Jimmy,Jing Lv said the following on 26.02.2008 12:15:
Hi,
2008/2/26, Ivan Popov <[EMAIL PROTECTED]>:
JDWP agent and transport implementation was developed independent on
Harmony's drlvm and classlib implementations in order to be run easily
on top on any JVM. That's why it does not use any portlib support for
platform dependent code.
I agree, however, it would be better to re-use platform dependent
support from portlib to facilitate porting jdwp code to other
platforms. The only such code is TCP/IP sockets api used in dt_socket
transport and loading transport DLL in the agent itself. All other
code is based on standard JVMTI api and thus is platform independent.

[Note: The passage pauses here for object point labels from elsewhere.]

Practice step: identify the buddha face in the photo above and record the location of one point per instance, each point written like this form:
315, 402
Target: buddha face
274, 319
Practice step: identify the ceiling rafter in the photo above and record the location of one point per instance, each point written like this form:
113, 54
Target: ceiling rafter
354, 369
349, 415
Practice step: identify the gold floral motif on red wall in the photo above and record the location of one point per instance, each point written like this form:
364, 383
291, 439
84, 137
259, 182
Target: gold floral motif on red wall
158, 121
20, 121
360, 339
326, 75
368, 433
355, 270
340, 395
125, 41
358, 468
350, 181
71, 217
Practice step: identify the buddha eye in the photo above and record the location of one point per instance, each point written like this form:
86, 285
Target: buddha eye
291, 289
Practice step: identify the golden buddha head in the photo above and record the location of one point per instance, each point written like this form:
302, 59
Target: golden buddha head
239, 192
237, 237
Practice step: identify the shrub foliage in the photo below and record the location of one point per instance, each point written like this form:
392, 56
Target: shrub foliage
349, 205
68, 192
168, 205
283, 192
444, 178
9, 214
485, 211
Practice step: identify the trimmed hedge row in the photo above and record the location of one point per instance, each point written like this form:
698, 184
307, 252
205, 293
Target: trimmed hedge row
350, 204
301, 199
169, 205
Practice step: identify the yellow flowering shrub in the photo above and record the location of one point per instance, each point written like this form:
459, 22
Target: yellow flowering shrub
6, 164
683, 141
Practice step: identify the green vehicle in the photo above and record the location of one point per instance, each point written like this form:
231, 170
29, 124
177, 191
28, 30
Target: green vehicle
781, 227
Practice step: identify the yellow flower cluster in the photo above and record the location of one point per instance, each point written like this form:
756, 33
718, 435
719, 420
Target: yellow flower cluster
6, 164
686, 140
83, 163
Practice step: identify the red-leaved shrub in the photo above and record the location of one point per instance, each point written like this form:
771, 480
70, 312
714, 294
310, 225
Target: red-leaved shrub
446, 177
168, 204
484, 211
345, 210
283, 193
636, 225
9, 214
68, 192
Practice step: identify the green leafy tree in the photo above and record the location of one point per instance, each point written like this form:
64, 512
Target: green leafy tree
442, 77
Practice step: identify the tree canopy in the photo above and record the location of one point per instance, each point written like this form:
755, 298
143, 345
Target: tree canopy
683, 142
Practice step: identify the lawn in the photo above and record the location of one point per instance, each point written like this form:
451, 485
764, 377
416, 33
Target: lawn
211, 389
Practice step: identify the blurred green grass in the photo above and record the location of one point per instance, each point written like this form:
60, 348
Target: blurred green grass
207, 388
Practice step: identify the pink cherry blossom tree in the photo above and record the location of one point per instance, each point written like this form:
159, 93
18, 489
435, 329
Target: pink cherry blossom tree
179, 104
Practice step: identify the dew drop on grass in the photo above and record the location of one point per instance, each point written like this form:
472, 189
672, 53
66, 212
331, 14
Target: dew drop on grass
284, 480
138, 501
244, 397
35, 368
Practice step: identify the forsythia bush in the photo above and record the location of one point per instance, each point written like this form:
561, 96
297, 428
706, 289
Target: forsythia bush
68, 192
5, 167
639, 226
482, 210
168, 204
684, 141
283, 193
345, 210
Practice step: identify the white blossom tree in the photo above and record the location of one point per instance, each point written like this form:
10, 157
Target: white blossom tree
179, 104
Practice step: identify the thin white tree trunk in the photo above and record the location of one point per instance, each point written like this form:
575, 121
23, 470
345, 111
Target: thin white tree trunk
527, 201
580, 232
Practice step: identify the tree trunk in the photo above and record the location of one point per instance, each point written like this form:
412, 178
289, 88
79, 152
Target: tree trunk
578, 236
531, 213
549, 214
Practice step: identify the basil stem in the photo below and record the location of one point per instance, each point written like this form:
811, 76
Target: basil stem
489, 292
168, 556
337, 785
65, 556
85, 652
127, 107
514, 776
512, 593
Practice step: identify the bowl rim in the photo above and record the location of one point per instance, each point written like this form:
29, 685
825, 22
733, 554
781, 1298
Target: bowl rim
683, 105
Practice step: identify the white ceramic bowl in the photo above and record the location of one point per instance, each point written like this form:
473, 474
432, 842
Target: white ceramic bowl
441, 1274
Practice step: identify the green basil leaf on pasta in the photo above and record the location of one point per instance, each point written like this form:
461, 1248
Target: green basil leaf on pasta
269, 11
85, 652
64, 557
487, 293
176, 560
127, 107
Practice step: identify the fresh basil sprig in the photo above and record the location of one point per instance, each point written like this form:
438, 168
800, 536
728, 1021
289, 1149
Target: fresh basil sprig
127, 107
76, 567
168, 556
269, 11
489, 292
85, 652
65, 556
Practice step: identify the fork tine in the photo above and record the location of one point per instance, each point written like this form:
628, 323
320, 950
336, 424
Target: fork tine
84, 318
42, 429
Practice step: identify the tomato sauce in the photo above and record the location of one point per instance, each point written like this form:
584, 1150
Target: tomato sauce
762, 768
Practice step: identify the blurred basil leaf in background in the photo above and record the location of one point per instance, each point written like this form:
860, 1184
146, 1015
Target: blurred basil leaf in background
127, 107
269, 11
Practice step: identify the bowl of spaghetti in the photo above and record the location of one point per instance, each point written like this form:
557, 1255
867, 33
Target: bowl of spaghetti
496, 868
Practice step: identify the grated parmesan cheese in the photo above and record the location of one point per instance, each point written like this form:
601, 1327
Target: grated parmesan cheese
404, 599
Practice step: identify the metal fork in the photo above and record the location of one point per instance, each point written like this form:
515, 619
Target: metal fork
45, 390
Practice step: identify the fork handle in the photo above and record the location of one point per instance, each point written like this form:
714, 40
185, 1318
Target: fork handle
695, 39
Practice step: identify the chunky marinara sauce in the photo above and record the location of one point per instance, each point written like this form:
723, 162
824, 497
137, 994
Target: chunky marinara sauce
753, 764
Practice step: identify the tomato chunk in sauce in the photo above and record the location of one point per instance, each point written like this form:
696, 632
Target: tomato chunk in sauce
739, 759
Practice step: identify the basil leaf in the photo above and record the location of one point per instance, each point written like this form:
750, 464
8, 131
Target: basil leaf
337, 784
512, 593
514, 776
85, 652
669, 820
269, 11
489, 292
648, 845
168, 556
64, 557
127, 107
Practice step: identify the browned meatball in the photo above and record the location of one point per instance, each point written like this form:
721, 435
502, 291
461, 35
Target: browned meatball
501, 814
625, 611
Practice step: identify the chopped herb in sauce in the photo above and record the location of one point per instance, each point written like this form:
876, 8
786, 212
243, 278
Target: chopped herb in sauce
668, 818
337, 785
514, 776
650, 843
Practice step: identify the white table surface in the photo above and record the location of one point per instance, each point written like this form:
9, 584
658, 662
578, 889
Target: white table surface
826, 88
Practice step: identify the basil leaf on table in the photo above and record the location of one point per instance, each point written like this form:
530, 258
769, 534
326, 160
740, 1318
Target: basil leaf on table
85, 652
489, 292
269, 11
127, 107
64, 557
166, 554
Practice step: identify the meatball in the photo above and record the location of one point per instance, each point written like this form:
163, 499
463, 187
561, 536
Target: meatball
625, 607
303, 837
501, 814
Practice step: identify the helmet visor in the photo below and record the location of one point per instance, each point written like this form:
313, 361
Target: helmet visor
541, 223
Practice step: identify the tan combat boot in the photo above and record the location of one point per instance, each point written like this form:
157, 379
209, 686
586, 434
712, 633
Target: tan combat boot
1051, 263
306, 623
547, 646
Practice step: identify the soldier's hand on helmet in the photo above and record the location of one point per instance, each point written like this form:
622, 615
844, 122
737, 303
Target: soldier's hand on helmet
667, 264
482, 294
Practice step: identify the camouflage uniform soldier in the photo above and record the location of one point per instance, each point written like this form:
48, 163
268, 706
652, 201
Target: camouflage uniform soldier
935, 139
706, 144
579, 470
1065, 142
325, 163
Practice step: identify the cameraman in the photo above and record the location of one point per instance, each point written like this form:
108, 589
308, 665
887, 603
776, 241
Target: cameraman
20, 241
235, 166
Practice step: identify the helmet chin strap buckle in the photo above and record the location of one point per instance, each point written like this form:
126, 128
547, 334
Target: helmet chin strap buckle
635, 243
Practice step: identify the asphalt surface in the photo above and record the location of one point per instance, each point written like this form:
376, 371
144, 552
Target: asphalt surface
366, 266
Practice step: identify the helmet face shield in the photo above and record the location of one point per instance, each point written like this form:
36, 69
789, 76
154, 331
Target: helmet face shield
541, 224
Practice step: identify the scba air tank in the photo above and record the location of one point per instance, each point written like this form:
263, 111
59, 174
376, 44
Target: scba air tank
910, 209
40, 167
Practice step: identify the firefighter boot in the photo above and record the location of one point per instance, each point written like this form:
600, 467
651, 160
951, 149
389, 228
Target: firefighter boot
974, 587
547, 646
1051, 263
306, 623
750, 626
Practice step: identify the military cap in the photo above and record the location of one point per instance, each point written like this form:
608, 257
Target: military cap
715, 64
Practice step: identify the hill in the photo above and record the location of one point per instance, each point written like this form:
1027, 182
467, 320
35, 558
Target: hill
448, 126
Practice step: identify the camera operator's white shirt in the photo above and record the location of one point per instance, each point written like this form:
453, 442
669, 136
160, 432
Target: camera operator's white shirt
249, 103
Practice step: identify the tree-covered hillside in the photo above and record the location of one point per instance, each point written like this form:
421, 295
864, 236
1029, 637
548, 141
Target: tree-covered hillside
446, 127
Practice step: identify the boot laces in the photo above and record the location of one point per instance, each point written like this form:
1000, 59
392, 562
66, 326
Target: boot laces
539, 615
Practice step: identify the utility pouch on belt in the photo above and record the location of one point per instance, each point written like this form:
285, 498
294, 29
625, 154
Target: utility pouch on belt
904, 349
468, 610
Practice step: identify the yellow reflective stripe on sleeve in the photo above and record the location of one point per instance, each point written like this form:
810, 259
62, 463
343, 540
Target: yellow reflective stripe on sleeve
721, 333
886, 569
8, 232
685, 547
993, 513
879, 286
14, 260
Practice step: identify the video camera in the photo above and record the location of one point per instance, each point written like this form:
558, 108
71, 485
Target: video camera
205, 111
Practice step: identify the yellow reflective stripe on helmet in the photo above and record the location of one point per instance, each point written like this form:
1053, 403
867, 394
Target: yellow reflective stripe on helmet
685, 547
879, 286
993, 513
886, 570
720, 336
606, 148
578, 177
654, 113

I notice the DLL loading as well. I have an idea here that shall we
start with java-level lib loading process? For Java code it may be
quite easy to do such work as:
System.loadLibrary("libname");
We can do similar things. What does native code do in this
"System.loadLibrary", does vm/classlib native code support such API
for work? If so, we may
1) directly call that API to load lib and avoid platform differences
If no, we may
2) create a java class to do the such work, reflect in the native
TransportManager. Though it may be a little strange and slower in
performance, it may also works.
Any VM guru know what's happening in the System.loadLibrary()? Would
it be used without java-level call?
I am not sure that using Java is possible here. First, agent's
initialization happens in ON_LOAD phase [1] where VM doesn't allow to
execute any Java code yet.
Second, even if you make a call to System.loadLibrary (Java or
underlying native function) you'd need the library handle to obtain
(with a platform dependent function) function pointers from it.